The temporary camps where people have congregated are fast-becoming over-crowded slums and need upgrading to allow easy access to basic services. More ditches are needed to improve drainage in the crowded camps before the rains begin. Oxfam also fears for the safety of people who have moved to areas that are at risk from land and mudslides because of the upcoming rains.
The Government of Haiti has plans to resettle people, but still needs to clarify whether there is government land available or if they will have to take over privately owned land. The Government also needs to ensure people are not forced to move away from their communities, new camps are safe, and there is a plan in place to ensure camps do not become dumping grounds outside the city. These decisions need to be made quickly.

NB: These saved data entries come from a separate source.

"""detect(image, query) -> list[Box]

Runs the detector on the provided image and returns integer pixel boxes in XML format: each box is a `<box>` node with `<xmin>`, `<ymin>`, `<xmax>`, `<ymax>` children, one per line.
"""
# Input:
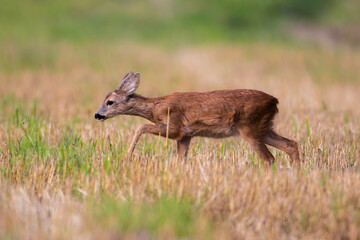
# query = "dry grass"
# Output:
<box><xmin>0</xmin><ymin>43</ymin><xmax>359</xmax><ymax>239</ymax></box>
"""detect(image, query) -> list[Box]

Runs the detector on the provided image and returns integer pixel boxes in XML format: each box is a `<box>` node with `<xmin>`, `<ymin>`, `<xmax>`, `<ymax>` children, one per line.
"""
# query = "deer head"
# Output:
<box><xmin>95</xmin><ymin>71</ymin><xmax>140</xmax><ymax>121</ymax></box>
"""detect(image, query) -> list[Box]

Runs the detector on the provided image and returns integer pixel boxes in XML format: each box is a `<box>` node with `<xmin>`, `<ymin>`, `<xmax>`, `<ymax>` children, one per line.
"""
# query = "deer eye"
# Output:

The huge logistical challenges facing the aid effort - communications, transport, loss of key staff, destroyed physical and political infrastructure – are slowly being overcome, but bottlenecks still remain.
While the coordination of the aid effort is going well, Oxfam said it still needs to be improved. Hundreds of agencies now in Haiti - estimates vary from 500 to 900 – are playing their part in the response. The UN has made great strides coordinating the aid effort, but, along with the Government of Haiti, it needs to provide stronger leadership.
As more than 75 percent of Haiti’s capital needs to be rebuilt, reconstruction will take many years and needs the full support of the international community, Oxfam said.
“The vision of the Haitian government should ensure that a newly built Haiti does not recreate the injustices and inequalities of the past.
“The country’s reconstruction should be led by Haitians for Haitians,” Stoessel said. “With more than 80 percent living below the poverty line before the earthquake, the needs of Haiti’s poor must be central.”
Though the focus of the aid effort centers around the capital, where the majority of needs are, there is a growing concern about conditions in the countryside where nearly 500,000 people have fled. Vigilance is needed to ensure that their needs do not fall off the radar, and support must be provided to those hosting them.